No survey can fully answer the question. The New York Fed’s analysis suggests that there’s demand that banks aren’t meeting, even as weaker businesses are opting not to borrow.

More than a quarter of the 544 businesses polled didn’t apply for credit in the last year because they thought they’d be turned down. These “discouraged borrowers” tended to be weaker companies  with less-established banking relationships.

Of those companies that did apply for credit, a majority got some financing, but only 13 percent got the full amount they requested. The demand for loans under $100,000 was highest, and these proved harder to get, according to Claire Kramer, an officer in the bank’s Regional and Community Outreach department. “Denial rates for these amounts in fact were higher than for larger loan amounts,” she says.

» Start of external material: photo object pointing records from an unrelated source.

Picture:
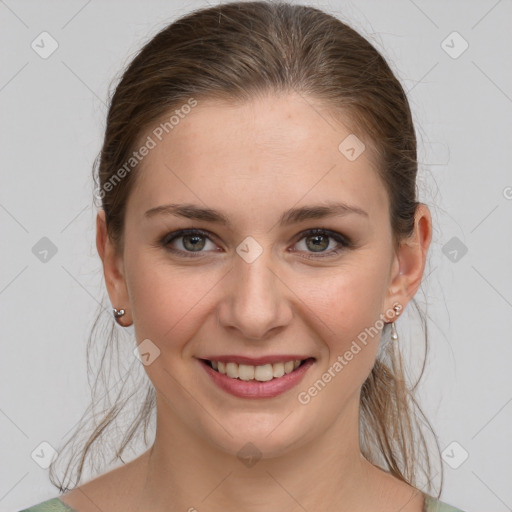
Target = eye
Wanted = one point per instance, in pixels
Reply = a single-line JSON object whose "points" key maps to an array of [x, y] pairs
{"points": [[190, 243], [319, 240]]}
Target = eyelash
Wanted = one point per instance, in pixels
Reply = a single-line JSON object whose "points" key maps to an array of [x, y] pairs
{"points": [[342, 240]]}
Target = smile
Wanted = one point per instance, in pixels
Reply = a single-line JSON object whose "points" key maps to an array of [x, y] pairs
{"points": [[256, 381]]}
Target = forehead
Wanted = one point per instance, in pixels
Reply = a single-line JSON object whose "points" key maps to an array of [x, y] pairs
{"points": [[266, 154]]}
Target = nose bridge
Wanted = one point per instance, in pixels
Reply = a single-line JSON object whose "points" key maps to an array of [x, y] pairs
{"points": [[254, 303]]}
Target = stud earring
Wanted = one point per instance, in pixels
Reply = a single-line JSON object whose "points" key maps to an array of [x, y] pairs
{"points": [[397, 308], [118, 313]]}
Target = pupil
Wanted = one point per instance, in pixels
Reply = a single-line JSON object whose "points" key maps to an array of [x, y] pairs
{"points": [[316, 242], [194, 246]]}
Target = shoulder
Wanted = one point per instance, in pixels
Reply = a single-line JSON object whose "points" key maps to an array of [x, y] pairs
{"points": [[434, 505], [53, 505]]}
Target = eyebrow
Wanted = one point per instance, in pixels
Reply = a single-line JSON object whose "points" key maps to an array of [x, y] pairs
{"points": [[292, 216]]}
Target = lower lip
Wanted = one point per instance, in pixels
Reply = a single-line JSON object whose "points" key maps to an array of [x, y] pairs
{"points": [[257, 389]]}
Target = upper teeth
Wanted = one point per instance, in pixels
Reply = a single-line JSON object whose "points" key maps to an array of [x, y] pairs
{"points": [[248, 372]]}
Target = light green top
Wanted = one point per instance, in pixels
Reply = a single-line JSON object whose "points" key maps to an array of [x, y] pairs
{"points": [[56, 505]]}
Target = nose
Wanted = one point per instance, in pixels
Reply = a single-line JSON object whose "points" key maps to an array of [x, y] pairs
{"points": [[256, 301]]}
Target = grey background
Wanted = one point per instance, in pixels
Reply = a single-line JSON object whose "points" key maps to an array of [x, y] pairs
{"points": [[52, 120]]}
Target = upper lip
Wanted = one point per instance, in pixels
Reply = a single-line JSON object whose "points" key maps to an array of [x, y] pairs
{"points": [[257, 361]]}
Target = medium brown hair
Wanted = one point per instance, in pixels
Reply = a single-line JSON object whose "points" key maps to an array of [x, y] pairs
{"points": [[236, 51]]}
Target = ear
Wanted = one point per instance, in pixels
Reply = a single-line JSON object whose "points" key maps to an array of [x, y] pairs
{"points": [[409, 262], [113, 269]]}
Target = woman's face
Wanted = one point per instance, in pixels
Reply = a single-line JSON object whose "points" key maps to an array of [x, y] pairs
{"points": [[258, 286]]}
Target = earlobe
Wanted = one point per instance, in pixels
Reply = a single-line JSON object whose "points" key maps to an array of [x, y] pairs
{"points": [[112, 266]]}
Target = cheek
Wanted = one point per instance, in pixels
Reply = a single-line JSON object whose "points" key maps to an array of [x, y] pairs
{"points": [[167, 301], [348, 304]]}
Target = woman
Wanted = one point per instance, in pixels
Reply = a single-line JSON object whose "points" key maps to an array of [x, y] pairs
{"points": [[260, 230]]}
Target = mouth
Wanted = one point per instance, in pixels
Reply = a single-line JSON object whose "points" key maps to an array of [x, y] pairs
{"points": [[260, 373], [264, 380]]}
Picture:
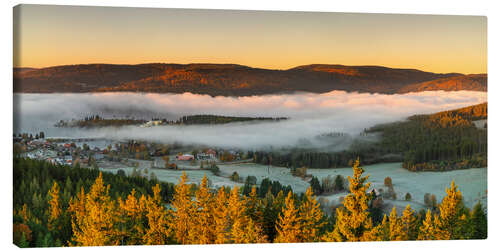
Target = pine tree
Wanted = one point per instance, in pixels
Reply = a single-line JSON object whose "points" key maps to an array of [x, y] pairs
{"points": [[382, 231], [133, 213], [55, 210], [353, 222], [395, 226], [202, 231], [450, 217], [221, 218], [183, 210], [479, 223], [23, 243], [288, 226], [240, 231], [427, 229], [157, 232], [311, 218], [409, 224], [94, 217]]}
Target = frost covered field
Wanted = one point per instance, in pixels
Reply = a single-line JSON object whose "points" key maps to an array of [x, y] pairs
{"points": [[472, 182]]}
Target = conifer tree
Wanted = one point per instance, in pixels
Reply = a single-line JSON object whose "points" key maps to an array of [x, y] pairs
{"points": [[311, 217], [409, 224], [353, 222], [221, 218], [240, 231], [451, 209], [288, 226], [133, 212], [55, 210], [95, 217], [157, 232], [183, 210], [479, 223], [395, 226], [427, 229], [382, 231], [202, 231]]}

On average, loan applicants sought three types of credit. The most desired type of financing—new lines of credit—was least-often approved, with only 13 percent of applicants getting new credit lines. Business and personal credit cards were much easier to get, with more than 40 percent of those applications approved.

The survey didn’t show whether lenders were steering businesses to certain types of loans over others, though Kramer says it may be a question the New York Fed looks at in future surveys.

The online poll queried 544 companies in New York, New Jersey, and Fairfield County, Conn., in April and May. About half were in New York City. Most respondents had fewer than 10 employees and less than $5 million in annual sales.